File Share Witness and Datacenter Failback
This afternoon we ran across an issue with a fairly new Exchange 2010 Database Availability Group comprised of 3 nodes all running SP1 with Update Rollup 3. The primary datacenter had 2 nodes with a local file share witness while the 3rd node and alternate file share witness were in a DR site. We also had recently performed a successfull datacenter failover and failback test that went swimmingly so everything was back up and running in the primary datacenter.
What we noticed today was that the cluster quorum and file share witness settings persisted as a node and file share majority after the failback instead of reverting to a node majority model like a 3-node DAG should be using. The only time Exchange should be using this model is when we have an even number of servers in the DAG. So without reproducing this again I can only see this as a timing issue – when one of the primary datacenter nodes gets added back to the DAG the quorum settings are flipped, but once the 3rd and final node joins again the quorum settings are not adjusted. This leaves us with a node and file share majority, and the FSW being our alternate FSW.

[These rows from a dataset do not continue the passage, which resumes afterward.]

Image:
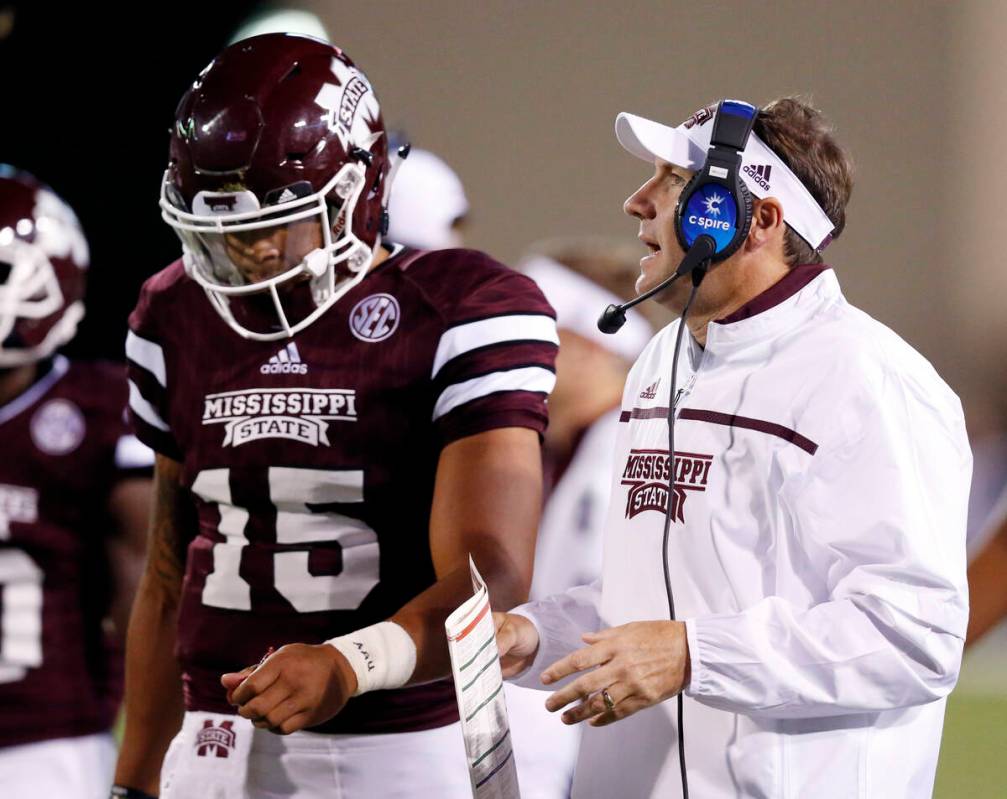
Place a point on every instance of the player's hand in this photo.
(296, 687)
(638, 664)
(517, 641)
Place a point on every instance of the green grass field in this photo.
(974, 749)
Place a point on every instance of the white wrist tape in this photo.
(383, 656)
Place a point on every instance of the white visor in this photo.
(761, 169)
(578, 301)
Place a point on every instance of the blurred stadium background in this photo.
(521, 97)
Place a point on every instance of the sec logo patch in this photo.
(57, 427)
(375, 318)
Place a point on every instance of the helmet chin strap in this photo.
(316, 262)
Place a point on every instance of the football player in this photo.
(339, 423)
(74, 500)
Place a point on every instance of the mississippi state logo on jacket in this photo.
(646, 477)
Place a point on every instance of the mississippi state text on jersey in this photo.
(64, 444)
(312, 460)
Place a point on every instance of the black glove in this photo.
(122, 792)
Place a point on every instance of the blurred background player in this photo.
(427, 207)
(583, 419)
(74, 500)
(338, 424)
(578, 275)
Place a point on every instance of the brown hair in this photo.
(803, 139)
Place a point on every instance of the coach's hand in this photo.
(638, 664)
(517, 641)
(297, 686)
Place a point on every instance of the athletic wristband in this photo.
(122, 792)
(383, 656)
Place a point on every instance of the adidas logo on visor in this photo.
(285, 362)
(759, 173)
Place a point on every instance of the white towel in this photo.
(208, 758)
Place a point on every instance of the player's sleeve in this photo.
(560, 620)
(148, 379)
(495, 362)
(882, 515)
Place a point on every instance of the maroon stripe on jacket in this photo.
(732, 420)
(729, 420)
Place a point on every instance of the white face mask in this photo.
(235, 248)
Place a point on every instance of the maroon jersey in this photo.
(312, 461)
(64, 443)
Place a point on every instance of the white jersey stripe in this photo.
(148, 355)
(144, 409)
(131, 452)
(533, 378)
(515, 327)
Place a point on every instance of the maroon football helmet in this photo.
(277, 179)
(43, 260)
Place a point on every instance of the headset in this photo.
(712, 220)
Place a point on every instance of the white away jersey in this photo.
(817, 556)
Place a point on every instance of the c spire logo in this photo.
(646, 475)
(216, 740)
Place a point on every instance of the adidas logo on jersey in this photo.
(651, 391)
(285, 362)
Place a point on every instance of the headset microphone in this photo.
(614, 316)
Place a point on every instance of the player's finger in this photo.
(585, 658)
(257, 682)
(261, 705)
(288, 708)
(233, 679)
(507, 636)
(581, 688)
(624, 708)
(593, 705)
(600, 635)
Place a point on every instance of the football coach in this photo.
(782, 603)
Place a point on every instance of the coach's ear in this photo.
(767, 227)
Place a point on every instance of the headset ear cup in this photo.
(745, 218)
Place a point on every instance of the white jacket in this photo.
(818, 557)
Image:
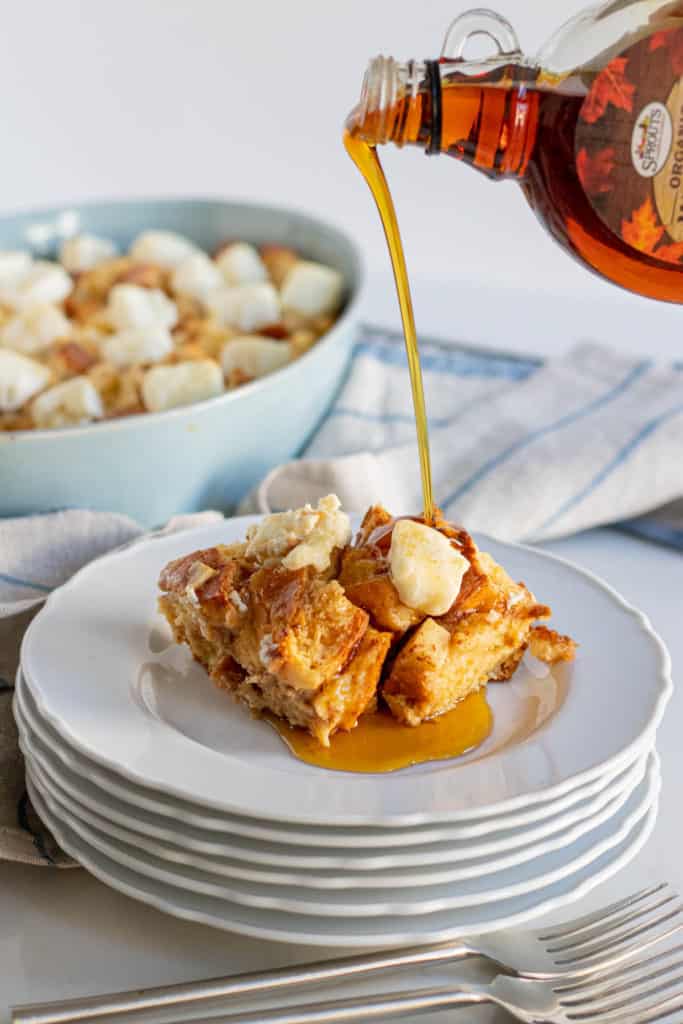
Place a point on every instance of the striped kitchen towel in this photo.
(522, 449)
(37, 554)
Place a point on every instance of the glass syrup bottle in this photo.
(591, 129)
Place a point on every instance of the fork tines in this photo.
(631, 993)
(612, 935)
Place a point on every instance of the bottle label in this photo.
(629, 145)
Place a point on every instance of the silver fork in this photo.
(569, 952)
(631, 994)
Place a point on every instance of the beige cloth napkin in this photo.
(37, 554)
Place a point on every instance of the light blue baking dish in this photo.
(203, 456)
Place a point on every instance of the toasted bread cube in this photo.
(436, 668)
(283, 641)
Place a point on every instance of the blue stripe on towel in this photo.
(409, 419)
(645, 431)
(535, 435)
(15, 582)
(457, 363)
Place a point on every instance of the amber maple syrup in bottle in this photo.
(591, 129)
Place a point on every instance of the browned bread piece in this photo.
(439, 660)
(365, 574)
(550, 646)
(280, 640)
(481, 639)
(334, 705)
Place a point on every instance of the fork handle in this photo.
(172, 996)
(381, 1008)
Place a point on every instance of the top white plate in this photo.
(101, 667)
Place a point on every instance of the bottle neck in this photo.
(484, 115)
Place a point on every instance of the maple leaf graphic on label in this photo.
(644, 232)
(610, 86)
(594, 171)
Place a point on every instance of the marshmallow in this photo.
(41, 282)
(240, 263)
(67, 404)
(312, 290)
(254, 356)
(130, 305)
(197, 276)
(34, 329)
(166, 387)
(165, 248)
(20, 378)
(82, 252)
(246, 307)
(137, 344)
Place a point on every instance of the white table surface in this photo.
(63, 933)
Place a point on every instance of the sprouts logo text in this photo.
(652, 136)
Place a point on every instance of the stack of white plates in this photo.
(165, 788)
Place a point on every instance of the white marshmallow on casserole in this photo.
(246, 307)
(165, 248)
(70, 403)
(40, 283)
(241, 263)
(197, 275)
(182, 384)
(20, 379)
(311, 290)
(130, 305)
(254, 356)
(137, 344)
(82, 252)
(35, 329)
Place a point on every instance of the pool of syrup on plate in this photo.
(381, 743)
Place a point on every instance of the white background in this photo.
(248, 99)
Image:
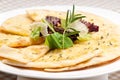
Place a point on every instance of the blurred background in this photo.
(7, 5)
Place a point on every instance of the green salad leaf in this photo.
(55, 40)
(35, 34)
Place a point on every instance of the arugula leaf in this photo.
(35, 34)
(84, 37)
(55, 41)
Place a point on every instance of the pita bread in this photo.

You can see here if you open the Cluster MMC our DAG is operating as a node and file share majority model even though all 3 nodes are online:
The fix for the issue is really easy – just run the Set-DatabaseAvailabilityGroup with no parameters. This process does not take the databases or cluster offline, but you’ll see the DAG detect it is using the wrong model for an odd number of nodes and adjust itself accordingly:
After the change you can verify in the cluster MMC that the quorum settings have been corrected to be a node majority:
I’m sure there’s a rational reason behind this behavior, but I haven’t quite nailed down why this happens quite yet. In the meantime it’s just one more step to add to your DR documentation!